Pero claro, tanto España como Italia tienen un pasado muy común. No solo Nápoles fue española, o el Papa italiano, presidente de los Estados Pontificios, coronó a los reyes españoles (los primeros) como católicos; juntos lucharon contra la Reforma con la Contrarreforma; y mientras España peleaba por un país laico, a principios del siglo XX, un gran porcentaje de la población vio cómo nuestro vecino se armaba y se unía a una poderosa Alemania. Es normal que disputemos entre nosotros, al fin y al cabo son los vecinos más vecinos. Incluso hablamos juntos sin necesitar un traductor. Digamos que si España tuviera que pedir sal se lo pediría a Portugal (que por cierto, no se ha presentado al examen), pero favores reales se los pediríamos a Italia.

Plaza de España en Roma

No obstante, esto no es lo que me preocupa. No me dice nada nuevo. Un país como España, cuyo libro más vendido en el año 2012 ha sido Cincuenta sombras de Grey, no puede ser el país con un alto nivel en comprensión lectora. Lo peor de todo viene cuando comprobamos los textos que no hemos entendido: un prospecto de un medicamento, una factura de la luz, comparativas de precios de hoteles, algunas obras literarias, el ticket de la compra… Justamente todo lo relacionado con las compañías de la luz, las farmacéuticas, el mundo editorial y el sector terciario; casualmente nos referimos a todo aquello que sostiene poderes económicos muy elevados. ¿Es necesario que entendamos los prospectos? ¿Es necesario que sepamos qué es literatura y qué no? ¿Es necesario que la sociedad española sepa leer la factura de la luz? Y no digamos el resto de componentes que no aparecen: ¿es normal que tengamos la factura de teléfono más cara de toda Europa? ¿Y que tengamos sistemas educativos cada cuatro años (con suerte)?

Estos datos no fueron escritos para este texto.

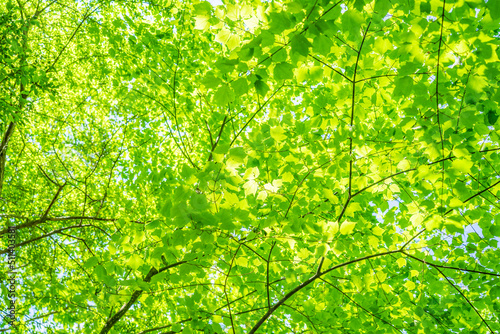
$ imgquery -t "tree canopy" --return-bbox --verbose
[0,0,500,334]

Vivimos en un país donde se premia la ignorancia y donde los jóvenes salen al mercado laboral sin querer saber, sino queriendo tener. El objetivo social se ha convertido en sacar títulos, no en obtenerlos. Podemos salir del colegio sin saber quién es Platón, Miguel Ángel, Kepler, Proust o Newton, por no hablar de Baudelaire o del matrimonio Curie. Pero es que además, podemos salir del colegio sin saber las reglas de multiplicar o los verbos. Hay un gran porcentaje de la población que no sabe para qué sirve la sintaxis, pero que sabe hallar un sujeto. Y una gran cantidad de gente que confunde la “j” con la “g”. ¿Y nos echamos las manos a la cabeza cuando la OCDE dice que no sabemos ni leer ni contar? Nos deberíamos haber echado las manos a la cabeza la primera vez que un niño dijo que no quería aprender, la primera vez que un niño dijo que no entendía por qué le enseñaban esto o esotro. Ese fue el día en que empezaron a torcerse las cosas. Mientras tanto, qué más tiene que no sepamos leer un prospecto si no sabemos quién es Fleming, qué más da que no sepamos leer la factura de la luz si no sabemos qué significa E=mc^2, qué más da si no sabemos qué significa cualquier texto, si no nos hemos leído El Quijote. Mientras no enseñemos el placer de la lectura, el deseo por el conocimiento y las ganas por la lucha, mientras no hagamos eso, no nos podemos echar las manos a la cabeza.
No nos echemos las manos a la cabeza, porque el mundo no deja de girar porque nuestra sociedad esté repleta de tontos útiles que siguen el ritmo de las masas, que es, al fin y al cabo, lo que efectivamente nos han enseñado.